In 1967 my family took a vacation trip to Washington state (we lived in Ogden, Utah, at the time). We visited my Aunt Bea in Centralia, Washington. She took my brother and I fishing up on Spirit Lake, which was later blown to hell when Mt. St. Helens erupted.
We also visited the brand new Tacoma Mall, which had a respectable hobby shop inside the Bon Marche department store. Because Boeing was such a large part of the culture of the Seattle area in those days, plastic model kits, purchased by loyal Boeing employees, were even more widely available than in the rest of the country, where you could usually find a Revell kit of a Messerschmitt resting comfortably between the deodorant and the suppositories at any local drugstore.
We spent a day in Seattle, and managed to visit the Woolworth’s that was then right downtown. I went in the place and saw this:
An electric shock went through me. Here, at long last, was the Revell Mustang kit. I knew it existed from rubbings collected by Dr. Stalling during his expedition to Peru. It existed–yes–but I had never seen one in the flesh. This kit, in Utah, anyway, was a rare bird. There were always plenty of Spitfires and Hyabusas and Wildcats and FW-109A’s and Thunderbolts, but the big daddy of them all–the war-winning Mustang–was a no show.
But here in the middle of this huge metropolis (well, it looked like one to me) was the rare and unobtainable Revell Mustang in all its glory. I wanted it so badly my fingers itched.
But it was not to be. Our trip budget didn’t include plastic model kits and I think we can see where my obsession with kit acquisition may have begun. That Mustang drifted off into the mists of time, forever hovering on the shelf of a stuffy Woolworth’s on a rainy day in Seattle, forever beyond my grasp.
Which was a good thing because this kit sucked. But when I finally built it, about a year later as part of the “Pacific Fighters” set–I was as blind to its faults as a young man considering the failings of the woman he has fallen in love with. I looked, but I did not see.
What was it? What made these old Revell stinkers so appealing to me? It don’t take no Ph.D. to figure it out. It was the BOX. And Revell’s uncanny ability to put just the right B.S. on that box to sell the kit. “Sell the sizzle” is a dumb person’s way of saying that the sizzle sells the steak. That box, with that psychedelic painting of a blood red Mustang stealing the thunder from old iron-pants Von Richthofen, was pure sizzle.

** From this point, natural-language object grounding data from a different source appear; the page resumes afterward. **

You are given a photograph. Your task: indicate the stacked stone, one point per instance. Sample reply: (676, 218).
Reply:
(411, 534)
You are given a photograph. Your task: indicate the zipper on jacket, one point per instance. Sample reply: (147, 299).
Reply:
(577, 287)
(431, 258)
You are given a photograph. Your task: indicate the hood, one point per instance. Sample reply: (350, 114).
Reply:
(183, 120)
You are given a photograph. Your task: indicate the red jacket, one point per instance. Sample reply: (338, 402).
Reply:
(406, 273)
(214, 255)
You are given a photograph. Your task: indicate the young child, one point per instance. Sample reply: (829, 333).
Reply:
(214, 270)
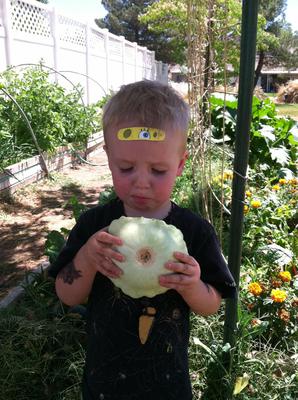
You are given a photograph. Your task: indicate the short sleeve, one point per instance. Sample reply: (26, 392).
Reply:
(203, 245)
(214, 269)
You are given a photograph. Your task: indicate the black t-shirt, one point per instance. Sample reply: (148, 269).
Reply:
(118, 365)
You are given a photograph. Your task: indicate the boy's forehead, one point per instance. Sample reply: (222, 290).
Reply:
(144, 133)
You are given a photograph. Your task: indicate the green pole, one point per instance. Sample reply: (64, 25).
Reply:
(245, 94)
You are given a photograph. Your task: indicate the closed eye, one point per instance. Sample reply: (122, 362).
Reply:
(158, 171)
(126, 170)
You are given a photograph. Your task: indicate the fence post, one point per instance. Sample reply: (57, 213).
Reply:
(88, 58)
(106, 42)
(153, 66)
(122, 38)
(135, 45)
(8, 32)
(55, 35)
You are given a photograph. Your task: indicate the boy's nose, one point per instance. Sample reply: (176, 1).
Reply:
(142, 181)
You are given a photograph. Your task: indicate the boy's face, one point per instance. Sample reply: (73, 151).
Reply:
(144, 172)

What was inside was pure nonsense. It’s gone down in history as one of the worst kits ever made. What’s really unbelievable is that Revell, in the PRESENT DAY, is still selling this old monstrosity. For shame.
But I have to face the truth. Revell kits just weren’t very good. They weren’t. The plastic parts just were not as accurate as Airfix, and certainly not as well made as those mini-masterpieces from Monogram. But I didn’t build Monogram kits very often. My heart belonged to Revell.
It was the box.
This sad little box is about as sexy as dog poop. That blue color is suitable for the marketing of baby powders and ladies’ underthings. That painting (?) looks like you drew it. Hell, it looks like I drew it. But let’s just do a tiny bit of comparing of the plastic inside vs. Revell’s abomination.
That’s not the worst of it but you get the idea. Monogram’s P-36 holds up well today. Real caring and concern went into it. Revell’s monster just looks like somebody didn’t care.
What went wrong? I’ve read that the problem had something to do with the English. Yes, many of the old Revell 1/72 scale kits were tooled up in Britain. Britain was the home of Airfix and FROG, and they knew something about making little plastic kits. But Revell’s crew must have been rejects from the trade unions that ran British industry into the ground at about this time. One imagines a surly lot of dissatisfied machinists demanding longer tea breaks and wondering why a children’s toy has to be so bloody proper.
Oh well. The box still sold it. Take a look at an Airfix box from the same period.
It’s not terrible. But it’s not GOOD.
It’s not RED.
Even when Revell didn’t have Jack Leynnwood to do the power hitting for them, they had an army of other artist (like B. Knight here) to take up the slack. It wasn’t even close.
Of course, we all know that the poorly molded plastic inside the box was just the start of the problems with this kit, seemingly made to damn the ages. That red color isn’t just “spurious”–it’s nutso. Even the name of the lady honored by Major Gillier (Millie G–for Gillier?) was misnamed by Revell, becoming “Millie P.”
One can only hope this didn’t cause any marital strife for the major.
But damn, what a cool box it surely was.